5 steps to successful white paper marketing
In technology marketing, the virtues of white papers are well known. But the deployment strategy too often goes off course. When this falls short, measurable results are sure to follow.
A successful white paper distribution strategy really only requires five steps:
1. A marketable topic that provides important content to potential buyers.
Just because your engineers are excited about a technology doesn’t mean this topic will generate enthusiastic readers. Research your topic and make sure you’re really filling a market niche and supplying needed content. If this step is not dead on, how can the program be successful?
2. Structure and content that delivers on the promise of valuable information.
This step can do one of two things. It can build on the credibility of the company that develops the white paper. Or it can damage your company’s credibility if the reader goes to the trouble to download your data, only to find the information is poorly organized, badly written, and/or hopefully week on good content. There’s a middle ground in there too, but that falls short of motivating the prospect to do business with you.
3. Visual appeal that contributes to the positive perception the reader has of the company.
White papers are marketing pieces and should fit with the overall corporate brand. Charts, graphs, screen captures and other visual depictions should be handled by an experienced graphic designer, as should all parts of the white paper. Not everyone who can design a white paper should design a white paper. After all, you want this document to be read by your audience. Visuals are important.
4. A distribution strategy of reaching potential buyers, customers, etc.

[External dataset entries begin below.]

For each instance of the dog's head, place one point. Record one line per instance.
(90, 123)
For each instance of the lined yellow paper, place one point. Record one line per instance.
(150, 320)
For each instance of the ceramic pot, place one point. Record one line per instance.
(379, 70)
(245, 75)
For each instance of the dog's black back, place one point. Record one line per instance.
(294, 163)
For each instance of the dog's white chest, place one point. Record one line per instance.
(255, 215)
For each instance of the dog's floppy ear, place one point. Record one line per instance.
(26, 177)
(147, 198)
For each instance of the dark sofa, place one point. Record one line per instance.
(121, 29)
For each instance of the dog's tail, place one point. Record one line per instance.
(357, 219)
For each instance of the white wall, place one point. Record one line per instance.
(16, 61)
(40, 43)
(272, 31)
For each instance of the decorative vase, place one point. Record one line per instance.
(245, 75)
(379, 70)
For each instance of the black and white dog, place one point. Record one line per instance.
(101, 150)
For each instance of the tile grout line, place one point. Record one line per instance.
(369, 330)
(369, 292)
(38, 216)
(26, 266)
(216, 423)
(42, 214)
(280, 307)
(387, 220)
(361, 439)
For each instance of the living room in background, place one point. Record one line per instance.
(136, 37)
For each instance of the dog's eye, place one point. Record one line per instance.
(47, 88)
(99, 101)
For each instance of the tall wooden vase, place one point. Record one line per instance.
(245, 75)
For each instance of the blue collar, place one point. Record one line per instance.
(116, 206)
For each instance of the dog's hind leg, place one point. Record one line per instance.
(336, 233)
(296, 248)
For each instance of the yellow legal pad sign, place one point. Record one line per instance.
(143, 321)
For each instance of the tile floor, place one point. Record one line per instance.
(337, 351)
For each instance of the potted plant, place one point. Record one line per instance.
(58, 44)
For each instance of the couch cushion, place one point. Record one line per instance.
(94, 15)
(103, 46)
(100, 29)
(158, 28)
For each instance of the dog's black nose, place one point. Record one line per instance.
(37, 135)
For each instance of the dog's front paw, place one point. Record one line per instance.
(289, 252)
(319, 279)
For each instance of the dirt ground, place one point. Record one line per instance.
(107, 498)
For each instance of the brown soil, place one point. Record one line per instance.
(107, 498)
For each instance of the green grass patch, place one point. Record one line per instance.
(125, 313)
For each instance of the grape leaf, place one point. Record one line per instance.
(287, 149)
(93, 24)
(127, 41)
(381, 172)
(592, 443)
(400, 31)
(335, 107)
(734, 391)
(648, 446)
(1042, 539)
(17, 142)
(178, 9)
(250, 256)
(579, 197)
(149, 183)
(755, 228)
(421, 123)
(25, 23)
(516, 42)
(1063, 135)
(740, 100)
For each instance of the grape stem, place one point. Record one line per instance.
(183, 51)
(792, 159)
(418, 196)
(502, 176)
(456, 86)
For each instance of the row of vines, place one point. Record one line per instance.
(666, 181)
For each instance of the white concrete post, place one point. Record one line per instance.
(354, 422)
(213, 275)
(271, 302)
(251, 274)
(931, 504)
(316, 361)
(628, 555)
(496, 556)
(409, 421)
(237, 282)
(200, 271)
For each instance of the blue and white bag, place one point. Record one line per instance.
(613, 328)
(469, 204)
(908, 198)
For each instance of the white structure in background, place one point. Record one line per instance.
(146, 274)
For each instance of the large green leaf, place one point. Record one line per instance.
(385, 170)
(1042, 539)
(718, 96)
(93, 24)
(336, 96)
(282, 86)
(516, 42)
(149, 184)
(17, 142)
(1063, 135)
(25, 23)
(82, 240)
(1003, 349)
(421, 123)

Writing the white paper is the easy part. Really. As difficult as it can be to extract important information out of your subject matter experts and convince your C-suite and peers that you’re not giving away trade secrets at every turn, the most difficult part of any white paper strategy is distribution. Take the time and allocate the budget to do this step properly. Before you embark on developing the white papers, research white paper search and syndication services like bnet, techtarget, knowledgestorm and more, as well as more niche-focused services. Also consider the white paper as a pull to an advertising or direct mail campaign.
Also, determine how you will continue to nurture those leads once they are in your pipeline.
5. Benchmarking and measurement methods to determine and define success.
Before you begin, determine what success looks like. Realistically. Is it the number of qualified downloads, qualified additions to your marketing database, inbound leads, search engine optimization, synergy with a PR program, etc.?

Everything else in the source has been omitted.